One request came from William Kendall, A.B. 1876, a protégé of architect Charles McKim and the principal designer of the New York Post Office. As Burrell explains in an endnote, Kendall wrote Eliot and asked him to provide an inscription for the building. " 'The long inscription for the frieze over the colonnade we thought might be some general statement about the importance of the postal service in the progress of civilization.'...Eliot declined the offer, citing other obligations and pointing out that he had just completed the inscriptions for the Washington, D.C., post office."

Kendall decided to fashion an inscription himself. Inspiration struck while he was reading Herodotus, volume 4, book 8, verse 98, a passage that refers to Persian couriers. Writes Burrell, "As translated by A.D. Godley, it reads: 'It is said that as many days as there are in the whole journey, so many are the men and horses that stand along the road, each horse and man at the interval of a day's journey, and these are stayed neither by snow nor rain nor heat nor darkness from accomplishing their appointed course with due speed.'"

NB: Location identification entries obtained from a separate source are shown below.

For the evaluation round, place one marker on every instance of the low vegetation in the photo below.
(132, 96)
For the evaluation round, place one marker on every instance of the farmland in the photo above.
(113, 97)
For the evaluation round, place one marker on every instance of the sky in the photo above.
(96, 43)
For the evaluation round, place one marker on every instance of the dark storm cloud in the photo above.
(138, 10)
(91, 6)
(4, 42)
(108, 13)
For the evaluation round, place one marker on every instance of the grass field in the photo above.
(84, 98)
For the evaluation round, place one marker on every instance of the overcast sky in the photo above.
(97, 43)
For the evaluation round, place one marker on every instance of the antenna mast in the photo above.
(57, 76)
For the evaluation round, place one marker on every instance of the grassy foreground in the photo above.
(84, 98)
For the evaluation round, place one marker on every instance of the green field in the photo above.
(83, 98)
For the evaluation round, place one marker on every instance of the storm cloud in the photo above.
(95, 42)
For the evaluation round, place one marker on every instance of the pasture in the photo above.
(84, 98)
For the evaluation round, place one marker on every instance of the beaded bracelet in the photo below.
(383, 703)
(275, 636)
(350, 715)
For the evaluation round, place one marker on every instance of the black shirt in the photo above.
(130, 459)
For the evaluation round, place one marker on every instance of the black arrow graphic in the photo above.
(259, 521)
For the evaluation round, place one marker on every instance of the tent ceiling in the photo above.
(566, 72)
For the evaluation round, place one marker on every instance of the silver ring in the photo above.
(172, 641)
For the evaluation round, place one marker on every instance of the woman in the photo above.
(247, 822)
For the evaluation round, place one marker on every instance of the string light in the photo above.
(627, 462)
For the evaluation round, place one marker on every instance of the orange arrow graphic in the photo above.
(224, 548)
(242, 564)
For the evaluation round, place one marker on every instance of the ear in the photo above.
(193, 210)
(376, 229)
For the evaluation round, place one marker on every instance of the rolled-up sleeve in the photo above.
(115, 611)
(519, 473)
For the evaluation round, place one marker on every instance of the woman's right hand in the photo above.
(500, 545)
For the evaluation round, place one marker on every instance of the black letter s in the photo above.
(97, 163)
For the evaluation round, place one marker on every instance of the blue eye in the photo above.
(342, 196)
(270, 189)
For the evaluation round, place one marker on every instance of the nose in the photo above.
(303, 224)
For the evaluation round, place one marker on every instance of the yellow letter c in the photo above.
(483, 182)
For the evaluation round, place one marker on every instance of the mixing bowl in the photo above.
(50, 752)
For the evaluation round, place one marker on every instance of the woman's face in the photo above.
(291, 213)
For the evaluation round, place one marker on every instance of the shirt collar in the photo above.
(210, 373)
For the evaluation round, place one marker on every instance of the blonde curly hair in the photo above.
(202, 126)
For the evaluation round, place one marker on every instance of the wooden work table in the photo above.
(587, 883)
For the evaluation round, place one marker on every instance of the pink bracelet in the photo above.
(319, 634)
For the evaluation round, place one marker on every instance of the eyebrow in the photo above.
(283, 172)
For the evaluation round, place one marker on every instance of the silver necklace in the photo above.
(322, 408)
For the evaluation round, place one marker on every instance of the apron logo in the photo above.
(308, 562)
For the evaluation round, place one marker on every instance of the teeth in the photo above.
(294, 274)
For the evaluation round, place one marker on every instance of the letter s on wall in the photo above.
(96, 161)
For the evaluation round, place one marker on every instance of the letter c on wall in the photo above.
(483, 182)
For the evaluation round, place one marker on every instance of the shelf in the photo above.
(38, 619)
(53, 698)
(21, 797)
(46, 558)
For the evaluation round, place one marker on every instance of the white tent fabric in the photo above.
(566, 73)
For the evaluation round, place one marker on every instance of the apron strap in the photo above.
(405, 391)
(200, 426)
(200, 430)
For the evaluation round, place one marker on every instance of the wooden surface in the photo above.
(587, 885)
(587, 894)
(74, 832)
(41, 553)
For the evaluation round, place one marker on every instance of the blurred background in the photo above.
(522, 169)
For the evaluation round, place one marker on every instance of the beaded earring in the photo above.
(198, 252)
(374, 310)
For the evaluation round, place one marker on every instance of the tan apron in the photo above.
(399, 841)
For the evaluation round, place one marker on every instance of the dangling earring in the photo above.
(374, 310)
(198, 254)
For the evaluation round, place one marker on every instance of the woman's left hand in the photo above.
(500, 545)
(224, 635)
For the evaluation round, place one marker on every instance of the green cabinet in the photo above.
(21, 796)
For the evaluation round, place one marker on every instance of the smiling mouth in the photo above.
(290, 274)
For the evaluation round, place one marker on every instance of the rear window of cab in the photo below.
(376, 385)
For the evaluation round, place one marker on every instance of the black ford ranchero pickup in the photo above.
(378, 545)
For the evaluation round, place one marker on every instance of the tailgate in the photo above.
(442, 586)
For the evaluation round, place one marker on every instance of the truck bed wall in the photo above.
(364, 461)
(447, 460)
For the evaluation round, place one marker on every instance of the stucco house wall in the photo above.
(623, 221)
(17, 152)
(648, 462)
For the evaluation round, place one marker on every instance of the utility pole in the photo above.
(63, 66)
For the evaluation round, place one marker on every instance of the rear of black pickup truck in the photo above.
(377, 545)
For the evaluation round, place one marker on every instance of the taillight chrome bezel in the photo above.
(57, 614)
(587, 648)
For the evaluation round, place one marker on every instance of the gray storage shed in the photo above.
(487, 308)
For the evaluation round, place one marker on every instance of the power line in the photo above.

"Kendall was dissatisfied with all of the translations he could find," Burrell writes. "He went so far as to consult his former classics professor at Harvard, who suggested 'Nor snow, nor rain, day's heat, nor gloom hinders their speedily going on their appointed rounds.'

"In the end, Kendall wrote out his own translation. By some accounts, he was more thrilled with the inscription than with the design of the building itself."